November 23, 2011 | Fox News Latino | Original Article

Latinos Gain From New Electoral Map in Texas

The new redistricting plan federal judges announced last week for the Texas state House of Representatives creates three additional districts where Latinos will have a good chance to elect a candidate of their choice, activists said.

A group of citizens and politicians represented by the Mexican American Legal Defense and Educational Fund presented a complaint several months ago in which they accused the Republican-controlled state legislature of manipulating maps to favor the GOP.

At the beginning of November, the U.S. Justice Department said that the redistricting proposed by the legislature would reduce the ability of minority voters to elect the candidates they preferred.

The map issued last week by a three-judge panel in San Antonio will remain in effect pending final resolution of various legal challenges to the redistricting plan.

"The court's action vindicates the continued vitality and importance of the federal Voting Rights Act in protecting the rights of Latino voters, whose rights and interests were completely neglected by the Texas legislature," MALDEF's president and general counsel, Thomas Saenz, said in a statement.

The judges' map creates a new, largely Hispanic state House district in the Rio Grande Valley and increases the Latino population of two existing districts in El Paso and Houston, respectively.

"Now, we can talk about eight seats in the lower house for the Valley.

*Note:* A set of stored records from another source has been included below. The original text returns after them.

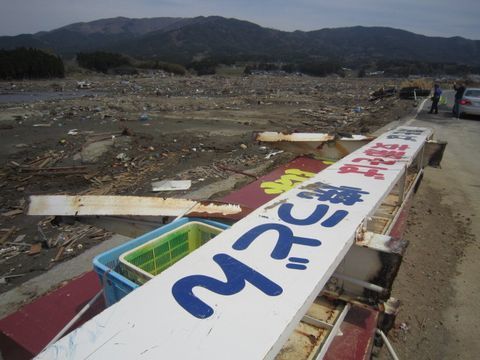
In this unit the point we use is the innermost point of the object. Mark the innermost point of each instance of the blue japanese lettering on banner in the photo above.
(285, 213)
(405, 134)
(345, 195)
(285, 240)
(237, 275)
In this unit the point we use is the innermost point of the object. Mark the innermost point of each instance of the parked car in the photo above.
(470, 102)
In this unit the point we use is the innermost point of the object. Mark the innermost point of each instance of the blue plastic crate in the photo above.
(109, 269)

The judiciary has prevailed and acknowledges the population growth of Hispanics," said state Rep. Veronica Gonzalez (D-McAllen), who aspires to a fifth term next year.

Rep. Jessica Farrar, a Democrat who represents District 148 in Houston, considers the ruling a win for her party and for the state's Hispanic population, which grew more than 65 percent in the past 10 years, according to Census figures.

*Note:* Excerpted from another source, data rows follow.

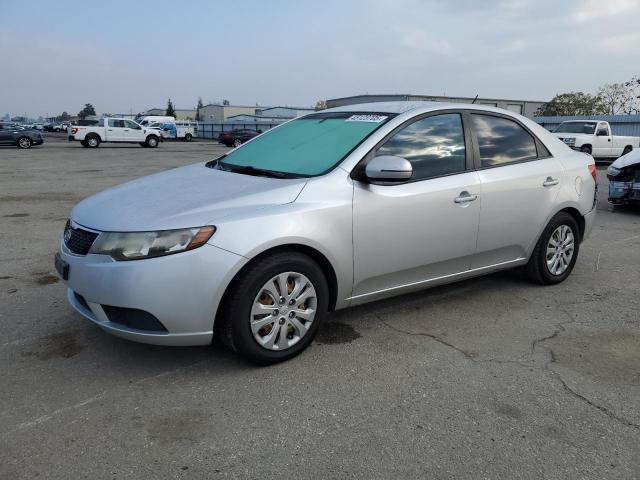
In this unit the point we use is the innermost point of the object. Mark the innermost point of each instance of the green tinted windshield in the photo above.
(308, 146)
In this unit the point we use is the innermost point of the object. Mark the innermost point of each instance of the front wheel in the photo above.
(556, 252)
(24, 142)
(152, 141)
(92, 141)
(273, 310)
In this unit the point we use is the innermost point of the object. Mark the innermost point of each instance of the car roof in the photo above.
(416, 107)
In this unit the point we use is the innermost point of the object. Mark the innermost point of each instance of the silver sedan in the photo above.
(334, 209)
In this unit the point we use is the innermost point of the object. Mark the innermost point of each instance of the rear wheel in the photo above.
(556, 252)
(273, 310)
(92, 141)
(152, 141)
(24, 142)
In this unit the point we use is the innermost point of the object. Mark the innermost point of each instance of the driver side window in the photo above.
(434, 145)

"And it was the Republicans supporting the presidential candidacy of (Texas Gov.) Rick Perry who also undertook to get the state into debt with budget cuts that forced teachers to be fired and social services for children, the elderly and pregnant women (to be cut)," Farrar said.

Republicans currently enjoy an advantage of 101-49 in the Texas lower house.

According to Census data, 37.6 percent of the Texas population is of Latino origin but less than half of them are registered to vote and many of the state's Hispanic citizens are minors.